Jumat, 10 Mei 2019


Sistem Etika Buddha
I.                   Pendahuluan
Etika merupakan ilmu yang menyelidiki dan memberikan norma dan pedoman tentang bagaimana manusia bertingkah laku yang baik dalam seluruh aspek kehidupan sehari-hari. Etika dalam hidup beragama sangatlah penting dan sangat diperlukan karena merupakan faktor motivasi yang mendorong dan melandasi cita-cita dan amal perbuatan. Namun pada kenyataannya manusia tidaklah sempurna maka ia harus melatih dirinya untuk lebih baik.  Dalam pembahasan kali ini kita akan melihat dengan jelas bagaimana sebenarnya sistem etika dalam Buddha. Semoga sajian ini dapat menambah wawasan kita bersama.

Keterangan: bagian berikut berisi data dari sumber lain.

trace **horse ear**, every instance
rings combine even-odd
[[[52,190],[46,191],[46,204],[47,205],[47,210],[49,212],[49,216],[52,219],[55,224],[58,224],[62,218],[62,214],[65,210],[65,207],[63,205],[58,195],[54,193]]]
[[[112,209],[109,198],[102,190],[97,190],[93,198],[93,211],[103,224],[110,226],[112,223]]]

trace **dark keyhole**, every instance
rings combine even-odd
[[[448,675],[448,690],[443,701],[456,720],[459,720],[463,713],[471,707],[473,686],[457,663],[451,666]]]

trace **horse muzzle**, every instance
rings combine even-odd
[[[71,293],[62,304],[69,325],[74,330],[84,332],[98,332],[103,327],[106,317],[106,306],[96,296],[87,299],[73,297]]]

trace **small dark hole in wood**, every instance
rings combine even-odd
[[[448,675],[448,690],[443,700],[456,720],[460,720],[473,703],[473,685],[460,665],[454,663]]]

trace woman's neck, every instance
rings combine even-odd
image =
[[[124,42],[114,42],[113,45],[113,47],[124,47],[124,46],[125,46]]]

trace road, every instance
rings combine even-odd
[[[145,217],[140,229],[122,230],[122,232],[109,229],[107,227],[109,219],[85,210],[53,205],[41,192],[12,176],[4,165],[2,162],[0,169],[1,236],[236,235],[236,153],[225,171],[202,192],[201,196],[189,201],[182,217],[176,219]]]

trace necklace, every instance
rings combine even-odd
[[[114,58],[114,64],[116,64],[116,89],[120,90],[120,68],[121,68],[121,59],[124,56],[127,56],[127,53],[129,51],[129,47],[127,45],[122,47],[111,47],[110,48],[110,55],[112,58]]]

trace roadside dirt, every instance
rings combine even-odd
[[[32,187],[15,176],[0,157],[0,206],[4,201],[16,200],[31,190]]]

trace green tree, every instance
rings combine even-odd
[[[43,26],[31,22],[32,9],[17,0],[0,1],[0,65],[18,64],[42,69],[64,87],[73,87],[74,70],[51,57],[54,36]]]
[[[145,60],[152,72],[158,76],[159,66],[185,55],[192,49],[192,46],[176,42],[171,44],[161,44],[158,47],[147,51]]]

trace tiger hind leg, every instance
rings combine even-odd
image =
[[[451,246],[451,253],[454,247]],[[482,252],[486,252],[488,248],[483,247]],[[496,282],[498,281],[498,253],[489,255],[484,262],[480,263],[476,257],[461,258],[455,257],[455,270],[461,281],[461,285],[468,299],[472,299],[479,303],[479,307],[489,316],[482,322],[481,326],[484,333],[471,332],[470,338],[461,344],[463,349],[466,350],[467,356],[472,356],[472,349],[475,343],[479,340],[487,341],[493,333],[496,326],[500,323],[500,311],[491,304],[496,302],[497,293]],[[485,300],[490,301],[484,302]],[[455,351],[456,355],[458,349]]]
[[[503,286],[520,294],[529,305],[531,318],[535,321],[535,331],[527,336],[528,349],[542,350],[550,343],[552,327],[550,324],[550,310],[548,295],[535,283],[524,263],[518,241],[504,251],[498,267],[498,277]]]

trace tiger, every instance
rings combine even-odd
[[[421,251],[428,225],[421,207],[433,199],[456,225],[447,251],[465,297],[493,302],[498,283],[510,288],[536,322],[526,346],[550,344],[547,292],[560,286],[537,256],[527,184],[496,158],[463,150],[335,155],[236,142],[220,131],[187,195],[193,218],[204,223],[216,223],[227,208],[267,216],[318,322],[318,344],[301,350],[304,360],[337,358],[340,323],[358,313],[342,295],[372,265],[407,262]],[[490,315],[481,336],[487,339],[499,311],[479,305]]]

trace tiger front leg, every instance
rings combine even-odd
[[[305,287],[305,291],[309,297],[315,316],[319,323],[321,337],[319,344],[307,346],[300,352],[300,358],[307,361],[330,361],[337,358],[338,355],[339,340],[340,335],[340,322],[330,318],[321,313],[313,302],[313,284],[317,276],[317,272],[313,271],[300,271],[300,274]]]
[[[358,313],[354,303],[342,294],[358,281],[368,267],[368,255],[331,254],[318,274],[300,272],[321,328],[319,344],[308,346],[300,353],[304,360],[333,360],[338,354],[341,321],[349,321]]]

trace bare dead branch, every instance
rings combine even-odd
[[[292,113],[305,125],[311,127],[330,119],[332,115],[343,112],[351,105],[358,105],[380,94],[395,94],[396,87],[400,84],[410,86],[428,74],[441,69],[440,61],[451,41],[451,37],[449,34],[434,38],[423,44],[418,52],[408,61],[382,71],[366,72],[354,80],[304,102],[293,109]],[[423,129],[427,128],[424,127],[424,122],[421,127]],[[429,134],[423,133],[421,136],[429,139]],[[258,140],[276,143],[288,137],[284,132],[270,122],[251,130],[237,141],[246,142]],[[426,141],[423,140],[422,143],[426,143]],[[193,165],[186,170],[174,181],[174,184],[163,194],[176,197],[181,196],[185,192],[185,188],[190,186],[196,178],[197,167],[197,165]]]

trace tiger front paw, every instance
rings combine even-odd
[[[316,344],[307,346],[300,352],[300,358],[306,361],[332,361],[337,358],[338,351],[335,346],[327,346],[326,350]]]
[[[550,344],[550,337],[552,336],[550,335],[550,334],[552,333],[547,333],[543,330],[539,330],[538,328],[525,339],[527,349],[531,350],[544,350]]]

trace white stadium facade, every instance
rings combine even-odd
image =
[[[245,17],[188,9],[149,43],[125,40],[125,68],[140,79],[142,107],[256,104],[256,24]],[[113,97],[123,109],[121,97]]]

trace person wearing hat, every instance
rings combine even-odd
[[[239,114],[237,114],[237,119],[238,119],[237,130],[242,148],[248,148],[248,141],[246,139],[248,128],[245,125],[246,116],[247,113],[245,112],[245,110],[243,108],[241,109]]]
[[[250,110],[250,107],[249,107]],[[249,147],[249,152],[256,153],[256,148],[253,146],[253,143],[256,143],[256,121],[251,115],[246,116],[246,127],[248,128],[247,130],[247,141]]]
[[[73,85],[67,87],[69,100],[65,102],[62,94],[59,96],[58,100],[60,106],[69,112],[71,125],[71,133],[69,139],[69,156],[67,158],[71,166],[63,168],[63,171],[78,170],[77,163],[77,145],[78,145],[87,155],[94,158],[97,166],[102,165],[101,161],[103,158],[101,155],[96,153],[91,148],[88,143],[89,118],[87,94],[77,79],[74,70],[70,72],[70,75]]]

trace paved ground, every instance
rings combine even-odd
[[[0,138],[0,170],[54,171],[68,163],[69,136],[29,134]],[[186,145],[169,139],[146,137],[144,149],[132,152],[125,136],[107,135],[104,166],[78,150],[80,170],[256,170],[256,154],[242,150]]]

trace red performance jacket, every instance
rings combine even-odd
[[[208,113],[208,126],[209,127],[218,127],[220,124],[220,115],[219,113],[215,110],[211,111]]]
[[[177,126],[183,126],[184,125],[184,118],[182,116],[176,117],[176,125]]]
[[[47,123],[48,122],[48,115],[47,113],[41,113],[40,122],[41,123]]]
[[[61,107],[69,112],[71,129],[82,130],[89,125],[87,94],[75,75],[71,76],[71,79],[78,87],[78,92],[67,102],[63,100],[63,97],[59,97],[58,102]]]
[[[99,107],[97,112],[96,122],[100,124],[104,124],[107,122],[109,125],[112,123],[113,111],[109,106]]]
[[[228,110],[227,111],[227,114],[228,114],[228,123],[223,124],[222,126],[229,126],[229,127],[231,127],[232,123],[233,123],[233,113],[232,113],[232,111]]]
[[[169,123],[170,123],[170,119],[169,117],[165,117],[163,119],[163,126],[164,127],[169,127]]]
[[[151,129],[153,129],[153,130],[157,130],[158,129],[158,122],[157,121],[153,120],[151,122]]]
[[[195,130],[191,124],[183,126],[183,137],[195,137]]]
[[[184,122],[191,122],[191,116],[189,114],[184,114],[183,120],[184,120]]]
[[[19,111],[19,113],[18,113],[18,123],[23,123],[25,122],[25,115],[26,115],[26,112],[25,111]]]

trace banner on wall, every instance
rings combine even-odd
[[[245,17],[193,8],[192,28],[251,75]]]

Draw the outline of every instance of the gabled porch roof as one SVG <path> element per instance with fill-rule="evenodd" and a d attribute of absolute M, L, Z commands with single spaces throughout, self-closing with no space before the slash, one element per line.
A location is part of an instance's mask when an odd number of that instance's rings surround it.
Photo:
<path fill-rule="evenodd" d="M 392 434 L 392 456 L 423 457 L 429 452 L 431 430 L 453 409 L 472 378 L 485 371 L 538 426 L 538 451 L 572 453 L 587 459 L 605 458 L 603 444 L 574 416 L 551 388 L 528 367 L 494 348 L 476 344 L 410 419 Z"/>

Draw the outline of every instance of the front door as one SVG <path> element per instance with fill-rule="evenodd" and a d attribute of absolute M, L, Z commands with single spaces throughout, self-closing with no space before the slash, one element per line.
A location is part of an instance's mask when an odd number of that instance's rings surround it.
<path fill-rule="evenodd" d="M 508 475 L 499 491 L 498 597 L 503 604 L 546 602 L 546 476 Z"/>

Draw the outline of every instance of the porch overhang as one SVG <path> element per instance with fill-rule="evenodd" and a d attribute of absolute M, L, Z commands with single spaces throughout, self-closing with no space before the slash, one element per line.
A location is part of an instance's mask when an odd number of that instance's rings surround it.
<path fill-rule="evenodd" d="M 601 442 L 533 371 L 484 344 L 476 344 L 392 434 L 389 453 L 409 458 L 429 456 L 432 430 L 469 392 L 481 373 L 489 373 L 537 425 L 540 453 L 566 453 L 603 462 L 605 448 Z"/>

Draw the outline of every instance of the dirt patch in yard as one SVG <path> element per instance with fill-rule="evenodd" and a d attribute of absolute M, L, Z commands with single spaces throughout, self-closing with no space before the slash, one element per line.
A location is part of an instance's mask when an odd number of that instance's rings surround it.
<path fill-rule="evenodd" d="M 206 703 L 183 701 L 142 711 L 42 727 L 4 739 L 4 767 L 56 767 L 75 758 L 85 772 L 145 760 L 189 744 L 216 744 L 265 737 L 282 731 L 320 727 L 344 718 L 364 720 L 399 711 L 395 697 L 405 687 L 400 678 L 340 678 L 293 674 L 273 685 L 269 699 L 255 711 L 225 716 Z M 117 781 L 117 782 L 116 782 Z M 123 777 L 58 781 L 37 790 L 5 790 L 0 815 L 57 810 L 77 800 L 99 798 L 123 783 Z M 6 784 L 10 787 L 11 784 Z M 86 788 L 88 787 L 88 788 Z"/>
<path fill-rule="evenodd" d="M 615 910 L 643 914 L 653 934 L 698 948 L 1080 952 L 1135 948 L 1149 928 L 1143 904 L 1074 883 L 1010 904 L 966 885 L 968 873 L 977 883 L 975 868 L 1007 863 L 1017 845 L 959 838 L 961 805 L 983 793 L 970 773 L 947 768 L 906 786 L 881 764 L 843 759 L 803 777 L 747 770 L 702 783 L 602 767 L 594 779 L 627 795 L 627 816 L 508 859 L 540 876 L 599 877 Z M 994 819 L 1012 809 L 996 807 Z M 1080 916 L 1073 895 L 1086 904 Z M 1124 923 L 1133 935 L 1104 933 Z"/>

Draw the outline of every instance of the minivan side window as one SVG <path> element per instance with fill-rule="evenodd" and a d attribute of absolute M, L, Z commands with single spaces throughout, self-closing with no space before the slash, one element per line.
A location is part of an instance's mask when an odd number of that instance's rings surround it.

II.                Pembahasan
2.1. Pengertian Buddha
Secara etimologi asal usul kata buddha adalah suatu bentuk dari pokok atau dasar kata kerja “buddh” yang artinya bangun. Orang buddha ialah “orang yang bangun”, artinya orang yang telah bangun dari malam kesesatan dan sekarang ada di tengah-tengah cahaya pemandangan yang benar, kepada orang buddha diberikan juga nama-nama yang lain misalnya bhagavat yang artinya luhur, tathagata artinya yang sempurna.[1] Buddha juga diartikan sebagai “Yang sadar” atau “Yang Tercerahkan”.[2]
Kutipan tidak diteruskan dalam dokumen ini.